Setelah itu dia lari ke arah barat menuju Desa Mantring. Hujan dan angin ribut menyelimuti daerah di
sekitar desa itu. Karenanya orang-orang yang mengejarnya kembali pulang. Di sana Pangeran Pahang
menangis tersedu-sedu, katanya: "Oh Tuhanku, Dewa dari semua Dewa, beserta Paduka Batara Sang
Hyang Siwa Raditya, dan leluhurku yang berada di Desa Panarajon, dan Paduka Batara Dalem di Desa
Pahang, lindungilah hamba dari kematian dan kejaran musuh". Tiga empat kali, ia memuja Paduka
Batara, Tiba-tiba dari pohon beringin itu muncul sinar, dan I Buta Panji Landung menampakkan diri,
amat kasihan melihat Ki Bandesa Tambyak menangis di sisi tempat tidurnya: " Wahai Bandesa Tambyak,
aku menganugerahimu, agar engkau menemukan keselamatan". Ki Tambyak menjawab: " Oh Tuhanku,
siapa gerangan yang masih menaruh belas kasihan terhadapku?" "Wahai Tambyak, aku adalah Buta
Panji Landung, Dewa dari semua Dewa di pohon beringin ini. Wahai Tambyak, semoga engkau
menemukan keselamatan, panjang umur, sanak keluarga dan keturunanmu mendapatkan
kesejahteraan, dicintai oleh masyarakat, oleh semua mahluk, tidak tertimpa mara bahaya". "Sujud
hamba kehadapan Batara abdi Paduka Batara tidak akan meninggalkan desa ini, supaya ada yang
menyembah Paduka Batara di sini, sanak keluarga dan keturunan hamba turun-temurun tidak akan lupa
menyembah Paduka Batara" "Wahai Bandesa Tambyak, janganlah engkau lupa akan janjimu".

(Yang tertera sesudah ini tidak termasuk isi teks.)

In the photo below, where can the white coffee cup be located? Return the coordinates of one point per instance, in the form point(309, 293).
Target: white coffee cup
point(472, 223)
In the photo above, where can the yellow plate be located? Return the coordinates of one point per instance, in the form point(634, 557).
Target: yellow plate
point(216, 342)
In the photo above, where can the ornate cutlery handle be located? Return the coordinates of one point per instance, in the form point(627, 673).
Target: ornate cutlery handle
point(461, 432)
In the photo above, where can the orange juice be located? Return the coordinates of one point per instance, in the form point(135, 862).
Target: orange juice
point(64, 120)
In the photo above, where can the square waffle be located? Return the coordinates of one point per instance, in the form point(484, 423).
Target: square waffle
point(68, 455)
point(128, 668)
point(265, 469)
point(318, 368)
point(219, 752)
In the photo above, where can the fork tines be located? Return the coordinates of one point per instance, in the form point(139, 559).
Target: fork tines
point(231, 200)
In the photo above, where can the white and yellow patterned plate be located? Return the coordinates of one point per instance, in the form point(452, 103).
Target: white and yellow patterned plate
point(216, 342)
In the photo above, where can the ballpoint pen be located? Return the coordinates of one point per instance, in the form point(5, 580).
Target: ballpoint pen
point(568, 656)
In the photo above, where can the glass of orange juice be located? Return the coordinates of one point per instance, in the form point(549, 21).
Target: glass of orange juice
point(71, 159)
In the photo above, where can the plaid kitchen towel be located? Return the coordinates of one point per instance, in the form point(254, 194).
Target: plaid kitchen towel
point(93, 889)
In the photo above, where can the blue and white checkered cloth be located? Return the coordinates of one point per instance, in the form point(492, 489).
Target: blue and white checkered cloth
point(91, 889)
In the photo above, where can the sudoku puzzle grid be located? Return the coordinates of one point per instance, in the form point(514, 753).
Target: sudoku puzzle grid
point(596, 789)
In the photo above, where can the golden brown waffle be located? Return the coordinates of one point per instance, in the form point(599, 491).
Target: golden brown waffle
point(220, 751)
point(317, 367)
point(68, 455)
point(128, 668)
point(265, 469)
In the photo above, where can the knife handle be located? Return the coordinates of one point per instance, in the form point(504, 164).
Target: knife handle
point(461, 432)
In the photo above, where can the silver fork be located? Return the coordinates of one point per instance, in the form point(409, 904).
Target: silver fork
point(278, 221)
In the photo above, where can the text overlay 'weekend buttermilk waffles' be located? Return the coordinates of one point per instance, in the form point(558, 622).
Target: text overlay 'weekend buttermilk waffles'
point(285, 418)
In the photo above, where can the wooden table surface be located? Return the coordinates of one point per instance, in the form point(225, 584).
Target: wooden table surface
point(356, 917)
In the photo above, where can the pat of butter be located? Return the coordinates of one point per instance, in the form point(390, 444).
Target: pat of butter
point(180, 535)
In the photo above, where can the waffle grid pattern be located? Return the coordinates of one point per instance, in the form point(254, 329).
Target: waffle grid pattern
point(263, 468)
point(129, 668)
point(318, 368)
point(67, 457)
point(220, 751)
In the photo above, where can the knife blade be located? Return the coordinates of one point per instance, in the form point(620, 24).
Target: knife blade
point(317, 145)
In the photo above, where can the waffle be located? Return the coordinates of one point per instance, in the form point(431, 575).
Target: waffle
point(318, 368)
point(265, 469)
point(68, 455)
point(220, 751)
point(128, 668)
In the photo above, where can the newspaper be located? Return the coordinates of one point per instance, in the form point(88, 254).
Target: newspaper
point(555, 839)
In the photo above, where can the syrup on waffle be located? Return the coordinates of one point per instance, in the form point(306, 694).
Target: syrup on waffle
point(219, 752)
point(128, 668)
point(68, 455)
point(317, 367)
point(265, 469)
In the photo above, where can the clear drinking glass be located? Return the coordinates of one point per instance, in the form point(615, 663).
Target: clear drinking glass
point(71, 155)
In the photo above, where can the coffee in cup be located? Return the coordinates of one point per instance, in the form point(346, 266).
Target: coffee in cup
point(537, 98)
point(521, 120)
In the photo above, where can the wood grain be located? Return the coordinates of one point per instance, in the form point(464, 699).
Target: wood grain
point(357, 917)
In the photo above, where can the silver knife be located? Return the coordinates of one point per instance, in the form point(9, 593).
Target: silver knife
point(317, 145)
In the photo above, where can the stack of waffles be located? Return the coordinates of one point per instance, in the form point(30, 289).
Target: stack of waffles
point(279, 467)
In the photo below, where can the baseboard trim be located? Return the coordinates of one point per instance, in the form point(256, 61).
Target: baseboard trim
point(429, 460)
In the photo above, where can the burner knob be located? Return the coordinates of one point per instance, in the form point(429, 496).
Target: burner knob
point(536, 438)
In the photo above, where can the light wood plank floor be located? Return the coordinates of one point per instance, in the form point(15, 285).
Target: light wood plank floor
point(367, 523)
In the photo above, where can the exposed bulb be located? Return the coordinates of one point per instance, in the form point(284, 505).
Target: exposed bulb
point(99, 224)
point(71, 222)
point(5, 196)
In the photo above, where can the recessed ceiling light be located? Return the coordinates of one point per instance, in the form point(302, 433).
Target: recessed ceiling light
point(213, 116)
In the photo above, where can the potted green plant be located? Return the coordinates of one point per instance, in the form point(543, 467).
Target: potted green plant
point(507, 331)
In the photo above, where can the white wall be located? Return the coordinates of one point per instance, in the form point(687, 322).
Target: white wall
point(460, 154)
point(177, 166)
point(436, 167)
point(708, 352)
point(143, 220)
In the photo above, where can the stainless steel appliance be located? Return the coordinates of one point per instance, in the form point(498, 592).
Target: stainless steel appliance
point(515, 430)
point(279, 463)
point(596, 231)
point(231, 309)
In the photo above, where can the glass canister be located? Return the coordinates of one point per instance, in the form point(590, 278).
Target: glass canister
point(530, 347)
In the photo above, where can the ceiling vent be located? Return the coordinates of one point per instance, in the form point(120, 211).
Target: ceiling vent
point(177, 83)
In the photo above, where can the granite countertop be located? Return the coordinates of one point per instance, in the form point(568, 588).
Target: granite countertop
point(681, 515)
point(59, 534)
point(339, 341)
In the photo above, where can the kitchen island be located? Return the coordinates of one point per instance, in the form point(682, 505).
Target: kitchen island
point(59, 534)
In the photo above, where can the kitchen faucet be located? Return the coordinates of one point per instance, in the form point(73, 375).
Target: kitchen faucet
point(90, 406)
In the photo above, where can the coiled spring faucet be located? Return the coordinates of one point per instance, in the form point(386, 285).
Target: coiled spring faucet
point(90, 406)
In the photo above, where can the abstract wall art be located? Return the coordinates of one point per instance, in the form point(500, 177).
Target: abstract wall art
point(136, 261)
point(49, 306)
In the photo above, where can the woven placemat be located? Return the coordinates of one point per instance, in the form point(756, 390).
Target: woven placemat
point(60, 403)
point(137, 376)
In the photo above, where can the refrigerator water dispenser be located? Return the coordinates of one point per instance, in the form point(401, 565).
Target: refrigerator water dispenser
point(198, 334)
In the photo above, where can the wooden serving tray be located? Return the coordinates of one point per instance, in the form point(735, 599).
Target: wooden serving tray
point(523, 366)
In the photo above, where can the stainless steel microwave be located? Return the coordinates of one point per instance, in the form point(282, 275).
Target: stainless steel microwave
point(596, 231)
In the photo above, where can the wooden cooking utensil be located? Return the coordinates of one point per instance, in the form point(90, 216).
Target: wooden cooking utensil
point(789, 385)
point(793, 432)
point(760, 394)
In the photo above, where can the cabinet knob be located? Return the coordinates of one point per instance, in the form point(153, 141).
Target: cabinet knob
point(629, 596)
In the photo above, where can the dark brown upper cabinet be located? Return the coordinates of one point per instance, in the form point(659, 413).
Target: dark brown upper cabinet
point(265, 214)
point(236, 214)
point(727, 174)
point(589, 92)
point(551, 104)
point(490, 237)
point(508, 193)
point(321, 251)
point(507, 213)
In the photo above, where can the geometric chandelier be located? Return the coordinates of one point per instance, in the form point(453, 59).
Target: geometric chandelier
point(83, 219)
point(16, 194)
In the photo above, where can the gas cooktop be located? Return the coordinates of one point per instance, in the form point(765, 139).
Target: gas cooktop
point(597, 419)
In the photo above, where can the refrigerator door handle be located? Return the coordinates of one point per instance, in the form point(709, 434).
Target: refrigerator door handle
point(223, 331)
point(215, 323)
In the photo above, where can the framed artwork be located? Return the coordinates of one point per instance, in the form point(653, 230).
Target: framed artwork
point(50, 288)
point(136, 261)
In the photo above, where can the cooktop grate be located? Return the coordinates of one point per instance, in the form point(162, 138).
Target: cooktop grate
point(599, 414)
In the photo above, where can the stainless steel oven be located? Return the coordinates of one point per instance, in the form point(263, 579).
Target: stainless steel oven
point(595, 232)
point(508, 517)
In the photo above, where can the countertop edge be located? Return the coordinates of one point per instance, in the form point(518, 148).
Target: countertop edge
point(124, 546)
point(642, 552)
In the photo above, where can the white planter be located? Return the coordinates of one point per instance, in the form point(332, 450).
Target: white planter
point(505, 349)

Demikianlah sabda beliau. Setelah itu beliau menggaib lagi. Karena itulah jalan itu dinamakan Rurung
Panji.

Tidak dikisahkan lagi keadaan Ki Tambyak, sekarang akan diceritakan Sri Agung Karang bertahta di
daerah Tapesan. Negerinya amat Sejahtera, tidak jauh berbeda dengan kakaknya yang bertahta di
Peliatan. Tidak diceritakan lagi Ida Dewa Agung Karang, kini akan diceritakan Ki Bandesa Tambyak yang
menetap di Desa Celuk Mantring, sama-sama memiliki tempat tinggal. Setelah itu beliau memindahkan
leluhurnya dari Desa Pahang, diwujudkan dalam bentuk Area Batara Siwa Raditya, dijadikan tempat
persemayaman Batara Panji Landung yang berada di Madyasari. Demikian cerita Ki Bandesa Tambyak
yang berada di Celuk Mantring. Sudah tersurat dalam lontar (prasasti).